Sunday, January 31, 2016

Des Moines Register Likely Voters Not Likely

The end does not justify the means. Des Moines Register predicts a couple dozen elections fairly well, so no one questions the details anymore. They just consider it the Gold Standard and accept whatever it says as a matter of faith.

But math isn't based on faith.

As Jeff Roe points out, despite his clearly partisan motivations, the Des Moines Register called 3019 registered voters and determined that 602 were likely to caucus which is a 19.9% turnout. Traditionally turnout is 6% turnout. A 19.9% turnout would yield 386,000 GOP caucus voters when the highest all time was 131,000. In other words, not very likely.

Why would the Des Moines Register allow 602 people to represent Iowa?


In one case the math would render the Des Moines Register poll as unimportant, in another case it might bankrupt their polling budget, assuming they had the manpower to accomplish the task.

To get a 6% turnout of the 3019 registered voters they contacted, that would mean only 181 would provide the answers for their poll. A standard margin of error for such a small sample is 7.2%.

Can you imagine the media reporting on a poll with a 7% margin of error?

That would mean that Trump's numbers are 95% . to be somewhere between 21 and 35. Cruz would be somewhere between 16 and 30. Rubio would be somewhere between 8 and 22. In that scenario, an analyst could plausibly suggest that Rubio could win the Iowa Caucus.

The alternative math solution is to greatly increase the number of registered voters reached. For a 6% turnout that means reaching 10,033 registered voters. That would cost the Des Moines Register at least 3 times more money, with at least 3 times as many staff to contact them. Do they have that much staff? And with all the poll fatigue, it might take a lot more calling to reach a given registered voter. So is 4 times the cost and 4 times the callers an unreasonable requirement?

The Des Moines Register claims they aren't trying to predict turnout, but that is a screen to keep the discussion away from a huge margin of error or a huge cost of doing correct polling.

The fundamentals of statistical sampling assume your sample represents the general population.
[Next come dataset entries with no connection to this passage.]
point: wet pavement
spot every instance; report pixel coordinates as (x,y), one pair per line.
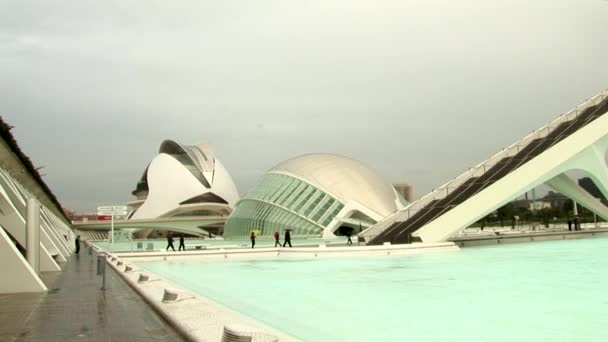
(76,309)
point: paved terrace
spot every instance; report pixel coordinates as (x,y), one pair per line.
(75,309)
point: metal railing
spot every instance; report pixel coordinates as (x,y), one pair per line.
(478,170)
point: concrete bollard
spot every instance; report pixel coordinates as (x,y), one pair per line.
(170,296)
(143,278)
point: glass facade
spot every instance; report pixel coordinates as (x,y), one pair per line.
(279,202)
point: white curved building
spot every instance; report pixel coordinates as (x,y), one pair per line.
(315,195)
(184,181)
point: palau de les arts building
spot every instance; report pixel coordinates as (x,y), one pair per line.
(314,195)
(184,181)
Who believes that people that are judged by the Des Moines Register are THREE TIMES MORE LIKELY to vote than the general population have views that represent the general population?

On the Democratic side the numbers also show questionable math.
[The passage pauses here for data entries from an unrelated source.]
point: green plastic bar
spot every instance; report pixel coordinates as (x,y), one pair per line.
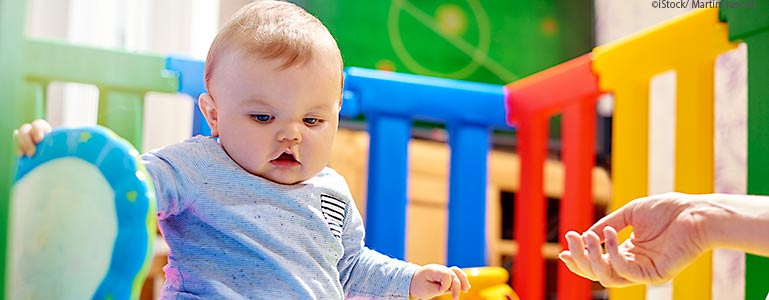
(12,18)
(751,25)
(123,113)
(112,69)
They again accepted 602 (more on that suspicious number later) registered voters as likely to vote in the democratic caucus which again produces the 386,000 number of actual democratic caucus voters even though 2008's record SMASHING attendance had only 239,000 democratic caucus voters. A number 1/3 that size (130,000) seems more reasonable which would match (after inflating for population growth) the 2004 Democratic Caucus attendance when we had the revolutionary Dean, the eventual nominee Kerry, Speaker of the House Gephardt from next door Missouri and many others to bring out voters.

But cutting that much means just 203 likely voters with a 6.9% margin of error. This means analysts trying to guess whether Clinton's 45 really is a number between 38 and 52 and Sander's 42 really is a number somewhere between 35 and 49.
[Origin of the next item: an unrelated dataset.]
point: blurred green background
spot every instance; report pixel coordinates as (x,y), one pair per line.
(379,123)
In other words, the analysts and media pundits would dismiss the Des Moines Register poll as just another poll result in a field of dozens of polls.

Or the Des Moines Register could triple or quadruple its staff to try to reach 10,000+ registered voters who would actually answer their phone call.

The most likely result is the Des Moines Register would not have the resources to contact that many registered voters so they would either be forced to report a too large margin of error, or hope that their credentials keep anyone from looking under the hood at their suspect math.

The last minor point is their choice of EXACTLY 602 people to vote in the GOP caucus and the same exact number in the democratic caucus. There is 0% reason to believe the size of the two parties caucuses will be the same. They Democrats have much larger caucuses whenever both parties have no incumbents. This forced choice of tallying the voices of more GOP likely voters than is going to happen is for appearances. They don't want to confuse data illiterate media analysts and pundits with HONEST MESSY data (which is normal in the real world). If they present two different margins of error, their might be questions. People might look closer at the data and their methods.

Finally, there are much worse polling methods used. The CNN one at Christmas time 2011 with 0% independents in its sample launched the viability of Rick Santorum. That was far worse than this Des Moines Register poll.

This post is mainly to point out that math counts. Changing the math to make things look good to the media does not.